You’ll never feel so good about writing down every half-baked non-sequitur that comes out of the recesses of your lizard brain. And if you’re tempted to reply, “That’s easy for her to say, she’s a famous writer!” I give you:
I know some very great writers, writers you love who write beautifully and have made a great deal of money, and not one of them sits down routinely feeling wildly enthusiastic and confident. Not one of them writes elegant first drafts. All right, one of them does, but we do not like her very much.
Four-hundred words. One at a time. Go.
For an extra prompt I used, The Writer’s Block: a 786 paged book filled with photos, writing prompts and ideas… the prompt I picked is at the end of this tale. Please read the story first.
I don’t think I have ever known the house to be this quiet. Come to think of it, I don’t think I have ever known any place in my lifetime to have been this quiet. As I walk from room to room, I pick up sounds that must have always been there, but I’ve never been given the chance to take that much notice of them.
In the kitchen there is the soft humming of the fridge freezer, while in the front room there is the sound of the clock ticking. I have always wanted one of those clocks that chimes or one that has a cuckoo clock that pops out on the hour. Maybe now I can.
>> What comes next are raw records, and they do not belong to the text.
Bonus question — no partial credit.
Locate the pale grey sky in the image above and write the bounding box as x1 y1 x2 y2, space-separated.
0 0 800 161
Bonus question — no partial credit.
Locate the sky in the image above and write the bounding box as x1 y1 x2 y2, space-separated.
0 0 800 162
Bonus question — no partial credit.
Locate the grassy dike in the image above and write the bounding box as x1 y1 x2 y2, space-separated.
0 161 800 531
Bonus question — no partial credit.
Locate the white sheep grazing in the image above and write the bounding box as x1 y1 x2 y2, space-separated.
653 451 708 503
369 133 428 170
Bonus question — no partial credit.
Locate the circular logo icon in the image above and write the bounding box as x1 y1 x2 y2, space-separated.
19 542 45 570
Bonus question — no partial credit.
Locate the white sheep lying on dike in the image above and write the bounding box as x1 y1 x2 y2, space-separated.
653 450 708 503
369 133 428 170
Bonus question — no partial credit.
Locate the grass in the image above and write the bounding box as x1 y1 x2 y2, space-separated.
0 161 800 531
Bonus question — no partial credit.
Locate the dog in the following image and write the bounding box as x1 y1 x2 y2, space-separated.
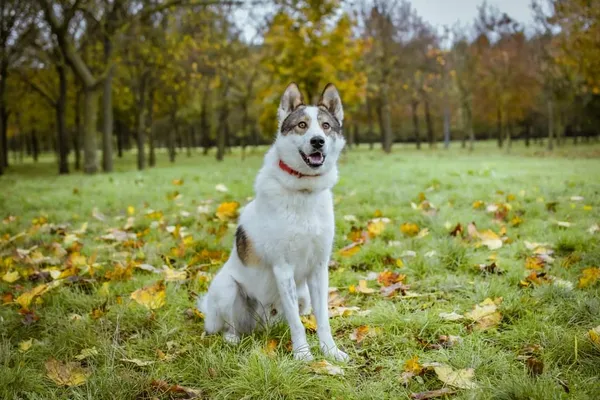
198 83 348 361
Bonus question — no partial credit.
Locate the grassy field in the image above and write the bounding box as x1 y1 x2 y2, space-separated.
0 144 600 399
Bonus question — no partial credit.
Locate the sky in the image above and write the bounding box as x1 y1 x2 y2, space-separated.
411 0 533 27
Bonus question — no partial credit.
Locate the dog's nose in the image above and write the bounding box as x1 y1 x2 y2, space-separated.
310 136 325 149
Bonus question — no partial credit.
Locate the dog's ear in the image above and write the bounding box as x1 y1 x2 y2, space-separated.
319 83 344 125
277 82 304 122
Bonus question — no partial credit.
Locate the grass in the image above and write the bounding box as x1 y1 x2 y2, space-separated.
0 140 600 399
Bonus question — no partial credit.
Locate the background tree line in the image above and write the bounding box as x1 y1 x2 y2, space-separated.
0 0 600 174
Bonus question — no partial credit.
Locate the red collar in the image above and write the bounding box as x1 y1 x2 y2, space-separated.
279 160 321 178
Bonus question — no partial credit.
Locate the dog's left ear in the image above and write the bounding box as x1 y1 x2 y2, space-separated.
319 83 344 125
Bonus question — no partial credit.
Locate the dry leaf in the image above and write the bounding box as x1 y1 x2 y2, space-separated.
2 271 21 283
338 241 362 257
400 222 420 236
433 365 477 389
121 358 156 367
588 325 600 346
131 280 167 310
577 267 600 288
19 338 33 353
410 388 456 400
310 360 344 375
439 311 464 321
75 346 98 361
300 314 317 333
44 358 90 386
215 201 240 221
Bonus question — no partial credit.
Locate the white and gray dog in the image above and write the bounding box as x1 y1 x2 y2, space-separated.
198 83 348 361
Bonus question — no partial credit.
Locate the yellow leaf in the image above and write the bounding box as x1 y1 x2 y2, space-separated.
404 356 423 375
339 242 362 257
300 314 317 332
310 360 344 375
131 280 166 310
15 283 48 308
588 325 600 346
400 222 420 236
367 219 385 238
473 200 485 210
433 365 477 389
19 338 33 353
577 267 600 288
2 271 20 283
356 279 375 294
216 201 240 221
45 358 90 386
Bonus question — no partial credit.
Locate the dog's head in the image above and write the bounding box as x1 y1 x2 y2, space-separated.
275 83 346 175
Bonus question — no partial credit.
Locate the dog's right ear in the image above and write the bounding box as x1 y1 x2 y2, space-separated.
277 82 304 122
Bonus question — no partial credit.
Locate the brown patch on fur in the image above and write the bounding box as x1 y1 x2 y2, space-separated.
235 225 260 266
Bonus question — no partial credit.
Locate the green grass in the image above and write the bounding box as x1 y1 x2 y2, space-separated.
0 143 600 399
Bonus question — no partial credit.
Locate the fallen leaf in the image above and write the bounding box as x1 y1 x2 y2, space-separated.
131 280 166 310
121 358 156 367
400 222 420 236
2 271 21 283
310 360 344 375
44 358 90 386
300 314 317 333
150 379 202 399
588 325 600 346
338 242 362 257
577 267 600 288
465 298 502 330
433 365 477 389
404 356 423 375
75 346 98 361
215 183 229 193
19 338 33 353
439 311 464 321
377 270 406 286
367 218 385 238
410 388 456 400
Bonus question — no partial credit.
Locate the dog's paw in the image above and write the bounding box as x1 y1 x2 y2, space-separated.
223 332 240 344
323 347 350 361
294 349 315 361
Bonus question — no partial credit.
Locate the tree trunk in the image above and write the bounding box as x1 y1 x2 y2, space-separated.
102 67 114 172
217 83 229 161
136 76 146 171
73 90 82 171
83 87 98 174
410 100 421 150
0 58 8 170
31 129 40 162
379 83 394 153
444 101 450 149
146 87 156 167
424 98 435 148
496 107 504 149
548 99 554 151
56 63 69 174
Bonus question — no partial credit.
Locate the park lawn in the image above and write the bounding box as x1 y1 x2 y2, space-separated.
0 143 600 399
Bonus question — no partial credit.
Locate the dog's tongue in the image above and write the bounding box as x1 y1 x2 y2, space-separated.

As I step into the backroom, I can hear the birds chirping in the garden, It would be nice to know which birds are making which noise; maybe later, now I have more time on my hands I could get a book from the library and find out just which birds visit the garden. I think you can get a tape that lists all the birdsongs, maybe that would be better.
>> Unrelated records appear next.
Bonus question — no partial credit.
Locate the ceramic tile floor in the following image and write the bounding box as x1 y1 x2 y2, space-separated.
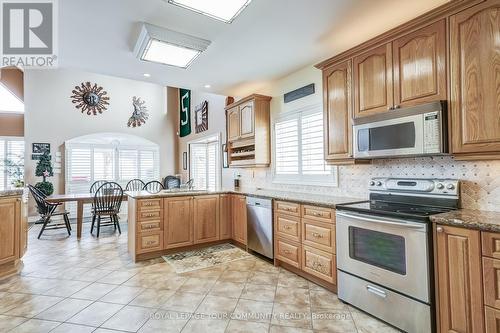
0 222 396 333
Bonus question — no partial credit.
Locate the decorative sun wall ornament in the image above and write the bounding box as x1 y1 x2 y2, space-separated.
127 96 149 127
71 82 109 116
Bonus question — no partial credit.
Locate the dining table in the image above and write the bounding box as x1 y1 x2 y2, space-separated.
45 193 128 239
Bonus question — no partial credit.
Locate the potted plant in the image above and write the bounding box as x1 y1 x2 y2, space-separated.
35 152 54 196
4 156 24 188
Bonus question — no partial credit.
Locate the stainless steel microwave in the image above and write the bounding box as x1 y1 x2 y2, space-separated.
353 102 448 159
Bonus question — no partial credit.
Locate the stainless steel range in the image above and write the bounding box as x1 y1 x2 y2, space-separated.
336 178 460 333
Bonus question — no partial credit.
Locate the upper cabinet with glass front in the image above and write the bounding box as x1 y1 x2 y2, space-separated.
226 94 271 167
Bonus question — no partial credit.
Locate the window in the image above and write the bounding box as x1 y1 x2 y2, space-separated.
273 105 336 185
189 136 221 190
0 138 24 190
66 143 160 216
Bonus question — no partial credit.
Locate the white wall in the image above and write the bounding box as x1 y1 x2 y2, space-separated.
24 69 176 213
168 87 233 188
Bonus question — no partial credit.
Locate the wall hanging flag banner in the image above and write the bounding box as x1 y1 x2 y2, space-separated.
179 89 191 138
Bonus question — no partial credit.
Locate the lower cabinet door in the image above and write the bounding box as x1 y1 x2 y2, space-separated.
163 197 194 249
484 306 500 333
137 232 163 254
0 199 20 264
276 238 300 268
194 195 219 244
302 245 337 284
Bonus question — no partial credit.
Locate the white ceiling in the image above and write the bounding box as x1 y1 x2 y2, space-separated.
59 0 448 96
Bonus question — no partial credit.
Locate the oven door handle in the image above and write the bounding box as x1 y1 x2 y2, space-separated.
337 212 426 230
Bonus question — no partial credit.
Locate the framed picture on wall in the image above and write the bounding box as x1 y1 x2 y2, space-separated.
182 152 187 170
32 143 50 155
222 143 229 169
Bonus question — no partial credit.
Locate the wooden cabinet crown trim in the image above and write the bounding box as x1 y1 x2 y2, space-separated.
224 94 272 111
314 0 482 69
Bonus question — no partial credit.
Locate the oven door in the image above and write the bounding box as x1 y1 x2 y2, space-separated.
353 114 424 158
336 211 430 303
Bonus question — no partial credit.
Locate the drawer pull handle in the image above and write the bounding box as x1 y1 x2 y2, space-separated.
366 285 387 298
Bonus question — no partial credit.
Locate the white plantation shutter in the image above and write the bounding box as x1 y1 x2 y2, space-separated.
93 148 115 180
189 143 208 189
301 112 331 175
0 138 24 190
274 119 299 175
274 105 336 185
118 150 139 181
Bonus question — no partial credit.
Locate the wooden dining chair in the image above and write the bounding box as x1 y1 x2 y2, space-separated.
90 182 123 237
125 179 146 191
142 180 164 193
28 185 71 239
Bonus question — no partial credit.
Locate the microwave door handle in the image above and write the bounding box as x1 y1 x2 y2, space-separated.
337 212 425 229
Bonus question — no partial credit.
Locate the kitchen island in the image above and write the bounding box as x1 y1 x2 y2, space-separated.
0 189 28 279
127 190 360 261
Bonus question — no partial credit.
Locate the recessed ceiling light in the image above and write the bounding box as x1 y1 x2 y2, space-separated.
134 23 210 68
168 0 252 23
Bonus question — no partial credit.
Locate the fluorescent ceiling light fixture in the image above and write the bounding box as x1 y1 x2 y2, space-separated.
0 84 24 113
134 23 210 68
168 0 252 23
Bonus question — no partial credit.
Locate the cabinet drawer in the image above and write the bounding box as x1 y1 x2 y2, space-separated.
276 238 300 268
302 245 337 284
302 219 335 253
484 306 500 333
302 205 335 223
483 258 500 310
137 232 163 253
276 214 300 242
276 201 300 216
137 210 161 221
138 199 162 211
481 232 500 259
137 220 163 232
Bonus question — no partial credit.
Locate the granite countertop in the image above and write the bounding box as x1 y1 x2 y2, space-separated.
0 189 24 198
430 209 500 232
126 189 366 208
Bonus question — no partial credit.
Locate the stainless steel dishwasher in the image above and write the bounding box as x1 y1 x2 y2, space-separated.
247 197 274 259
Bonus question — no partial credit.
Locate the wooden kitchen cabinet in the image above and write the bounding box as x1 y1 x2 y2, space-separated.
392 20 447 109
0 198 21 265
163 197 194 249
239 100 255 139
450 0 500 158
194 195 220 244
435 225 484 333
225 94 271 167
323 60 352 161
227 106 240 142
219 194 232 240
353 43 394 118
231 195 247 245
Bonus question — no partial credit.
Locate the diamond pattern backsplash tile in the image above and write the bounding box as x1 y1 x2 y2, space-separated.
238 156 500 211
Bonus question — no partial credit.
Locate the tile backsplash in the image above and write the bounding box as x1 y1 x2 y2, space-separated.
238 156 500 211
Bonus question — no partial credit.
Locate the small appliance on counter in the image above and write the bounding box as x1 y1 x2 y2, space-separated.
336 178 460 333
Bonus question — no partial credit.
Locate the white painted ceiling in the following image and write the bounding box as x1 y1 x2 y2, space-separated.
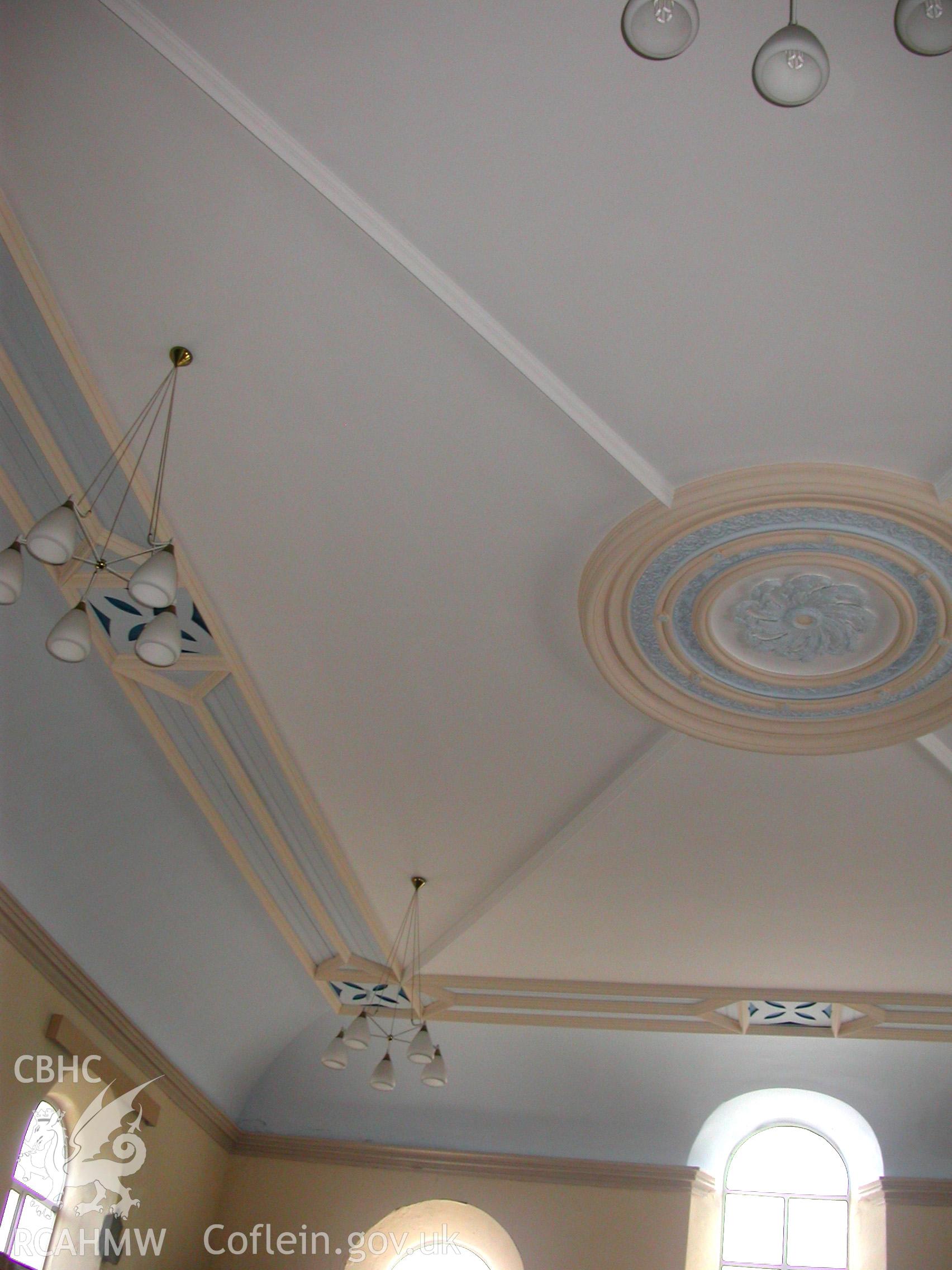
0 0 952 1172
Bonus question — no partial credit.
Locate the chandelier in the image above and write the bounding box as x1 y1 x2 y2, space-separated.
622 0 952 106
0 344 192 667
321 878 447 1092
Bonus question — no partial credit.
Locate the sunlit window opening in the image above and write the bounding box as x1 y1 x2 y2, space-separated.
721 1125 849 1270
0 1102 66 1270
393 1243 493 1270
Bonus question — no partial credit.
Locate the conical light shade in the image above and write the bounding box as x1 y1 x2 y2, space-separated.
130 547 179 608
406 1023 435 1063
344 1010 370 1049
896 0 952 57
370 1050 396 1089
622 0 701 61
136 608 182 666
46 601 93 662
27 503 79 564
754 23 830 106
321 1027 348 1072
420 1045 447 1089
0 542 23 604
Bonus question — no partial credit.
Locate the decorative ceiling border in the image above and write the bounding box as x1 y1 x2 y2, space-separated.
100 0 674 505
317 958 952 1041
0 195 387 1002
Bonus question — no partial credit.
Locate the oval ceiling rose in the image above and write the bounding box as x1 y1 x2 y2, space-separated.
579 465 952 755
754 22 830 106
622 0 701 61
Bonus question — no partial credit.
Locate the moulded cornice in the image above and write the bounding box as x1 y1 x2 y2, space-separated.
0 885 239 1149
93 0 674 504
235 1133 715 1195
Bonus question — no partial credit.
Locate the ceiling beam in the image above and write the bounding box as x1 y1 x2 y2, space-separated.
100 0 674 507
420 729 683 965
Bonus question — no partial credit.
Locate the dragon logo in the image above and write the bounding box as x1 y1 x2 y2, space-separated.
66 1075 160 1219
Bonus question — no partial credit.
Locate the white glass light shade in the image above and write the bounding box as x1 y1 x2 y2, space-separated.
420 1045 447 1089
754 23 830 106
130 547 179 608
344 1010 370 1049
622 0 701 61
136 608 182 666
27 503 79 564
370 1050 396 1089
321 1027 348 1072
896 0 952 57
406 1023 437 1063
46 602 93 662
0 542 23 604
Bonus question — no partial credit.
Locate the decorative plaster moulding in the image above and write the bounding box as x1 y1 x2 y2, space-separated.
579 465 952 755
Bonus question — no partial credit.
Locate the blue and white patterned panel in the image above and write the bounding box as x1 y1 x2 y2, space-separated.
746 1001 832 1027
331 980 410 1010
86 589 218 669
734 573 876 666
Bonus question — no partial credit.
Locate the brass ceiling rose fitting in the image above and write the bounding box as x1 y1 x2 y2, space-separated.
579 463 952 755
As I take to the stairs, I am reminded of the creak the third step always makes followed by the seventh and tenth. Over the years I have thought how easy it would be to fix it, to hammer a nail in. I look at the nail-file in my hand; I’d forgotten I was still gripping it so tight. If I had a hammer I would fix those stairs right now. I would really hammer those nails in so the stairs never made another sound ever again.
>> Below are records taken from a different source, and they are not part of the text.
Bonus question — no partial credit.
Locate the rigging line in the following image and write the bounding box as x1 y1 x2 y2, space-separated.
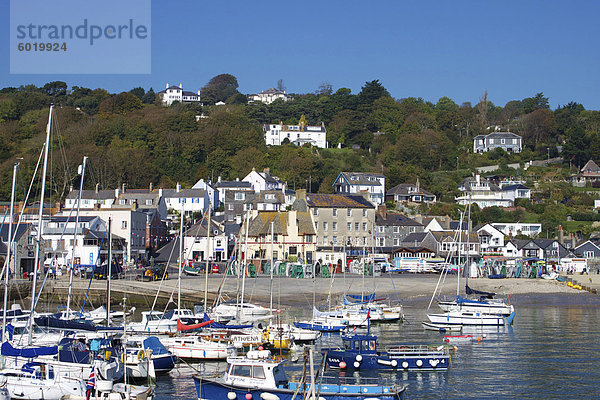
34 204 77 312
79 231 106 319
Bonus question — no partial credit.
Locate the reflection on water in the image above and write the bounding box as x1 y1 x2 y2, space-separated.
155 304 600 400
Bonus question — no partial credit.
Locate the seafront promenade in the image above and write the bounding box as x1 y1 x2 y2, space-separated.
21 272 600 309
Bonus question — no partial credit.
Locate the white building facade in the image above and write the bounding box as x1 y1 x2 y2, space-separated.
263 123 327 149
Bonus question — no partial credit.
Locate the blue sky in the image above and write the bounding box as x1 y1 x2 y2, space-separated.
0 0 600 109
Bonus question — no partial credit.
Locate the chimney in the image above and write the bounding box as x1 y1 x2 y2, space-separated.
296 189 306 201
377 204 387 219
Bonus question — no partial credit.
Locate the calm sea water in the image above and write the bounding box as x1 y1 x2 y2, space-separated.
150 294 600 400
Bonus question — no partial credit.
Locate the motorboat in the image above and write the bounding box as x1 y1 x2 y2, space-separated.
193 350 406 400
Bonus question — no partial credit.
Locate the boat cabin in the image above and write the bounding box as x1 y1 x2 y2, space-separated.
224 351 288 389
342 335 377 354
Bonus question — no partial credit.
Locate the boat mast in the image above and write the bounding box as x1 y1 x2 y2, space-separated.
456 212 465 299
67 156 87 319
200 205 211 314
106 217 112 326
177 203 185 319
27 105 54 346
237 210 250 320
269 220 275 312
2 162 19 341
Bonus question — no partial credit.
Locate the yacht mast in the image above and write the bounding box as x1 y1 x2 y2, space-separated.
67 156 87 319
2 162 19 341
27 105 54 345
200 205 211 314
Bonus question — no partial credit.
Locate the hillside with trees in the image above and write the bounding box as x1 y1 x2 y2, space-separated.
0 74 600 236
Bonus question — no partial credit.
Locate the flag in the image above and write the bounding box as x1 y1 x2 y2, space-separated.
85 365 96 400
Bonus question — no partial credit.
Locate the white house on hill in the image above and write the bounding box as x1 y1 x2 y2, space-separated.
158 83 200 106
263 123 327 149
333 172 385 205
248 88 294 104
473 132 523 153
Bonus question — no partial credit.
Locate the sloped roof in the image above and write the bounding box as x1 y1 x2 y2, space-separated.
66 190 115 200
581 160 600 174
502 183 529 191
375 213 423 226
306 193 374 208
387 183 433 196
340 172 385 186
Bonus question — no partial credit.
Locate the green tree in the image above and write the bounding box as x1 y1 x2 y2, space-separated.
522 92 550 114
98 92 143 115
129 86 146 101
200 74 239 103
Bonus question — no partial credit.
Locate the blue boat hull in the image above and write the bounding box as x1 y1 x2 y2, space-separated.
294 322 346 332
325 350 450 371
152 354 175 374
194 376 405 400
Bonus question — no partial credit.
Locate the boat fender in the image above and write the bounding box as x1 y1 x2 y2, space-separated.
260 392 279 400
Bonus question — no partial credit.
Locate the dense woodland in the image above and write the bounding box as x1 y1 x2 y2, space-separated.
0 74 600 232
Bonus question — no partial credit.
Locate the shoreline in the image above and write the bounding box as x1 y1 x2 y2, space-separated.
35 274 600 308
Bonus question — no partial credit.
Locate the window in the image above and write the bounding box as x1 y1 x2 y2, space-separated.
252 365 265 379
231 365 252 378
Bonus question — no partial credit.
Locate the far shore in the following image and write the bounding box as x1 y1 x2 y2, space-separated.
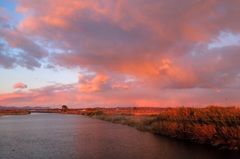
0 106 240 151
0 110 31 117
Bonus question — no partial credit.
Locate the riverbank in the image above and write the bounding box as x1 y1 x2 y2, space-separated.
0 110 30 117
79 107 240 151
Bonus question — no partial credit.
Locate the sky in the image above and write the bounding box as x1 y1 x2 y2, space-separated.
0 0 240 108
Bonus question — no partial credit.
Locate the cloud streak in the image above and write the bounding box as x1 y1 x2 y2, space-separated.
0 0 240 105
13 82 27 89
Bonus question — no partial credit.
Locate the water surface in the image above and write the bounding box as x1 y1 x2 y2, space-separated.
0 113 240 159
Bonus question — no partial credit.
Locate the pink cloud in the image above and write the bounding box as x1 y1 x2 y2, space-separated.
78 74 109 92
13 82 27 89
0 0 240 106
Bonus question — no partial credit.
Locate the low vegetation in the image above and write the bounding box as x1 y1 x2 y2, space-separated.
85 106 240 150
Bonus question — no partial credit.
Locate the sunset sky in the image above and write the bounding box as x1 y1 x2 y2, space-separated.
0 0 240 108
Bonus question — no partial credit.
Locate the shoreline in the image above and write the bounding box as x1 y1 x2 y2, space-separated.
0 110 31 117
78 107 240 151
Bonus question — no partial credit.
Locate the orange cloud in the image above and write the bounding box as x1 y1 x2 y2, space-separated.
78 74 109 92
13 82 27 89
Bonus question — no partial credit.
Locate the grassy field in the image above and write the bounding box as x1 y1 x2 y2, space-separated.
83 106 240 150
Instead I’ll put it off for another time, for now I’m just really enjoying the near silence of the house as it talks back to me. The bathroom has its own way as much as the rest of the rooms in the house. Here it’s the dripping tap, it’s been like that for as long as I can remember. There is a big yellow stain where the water has dripped over the years. Makes you think what is really in the water that would cause such a stain.
The back bedroom looks over the gardens. Our garden faces another garden at the back. In all this time I have never met my neighbour. There have been times I’ve seen her pottering about when I’ve been up here, but she has never looked up. I have often made up stories in my head about who she is. Sometimes she’s married with a handsome husband and five beautiful children, on other occasions I see her as a spinster, having never met the love of her life, always dreaming of the one; and then I think that she’s trapped as I had been for so many years. On those days I shudder.
As I walk into the front bedroom, I smile at the sunlight as it streams through the windows. I have never liked this bedroom but today it feels so much nicer, quieter. In here the only sound I can hear is my breathing which is so much calmer now. I look onto the bed and see what I had to do to make the house a better, quieter place. I walk over to the side of the bedside cabinet, with one eye on the bed just in case, I carefully place the nail-file into the drawer, sit on the edge of the bed and pick up the phone.
“Hello, I would like to talk to the police.”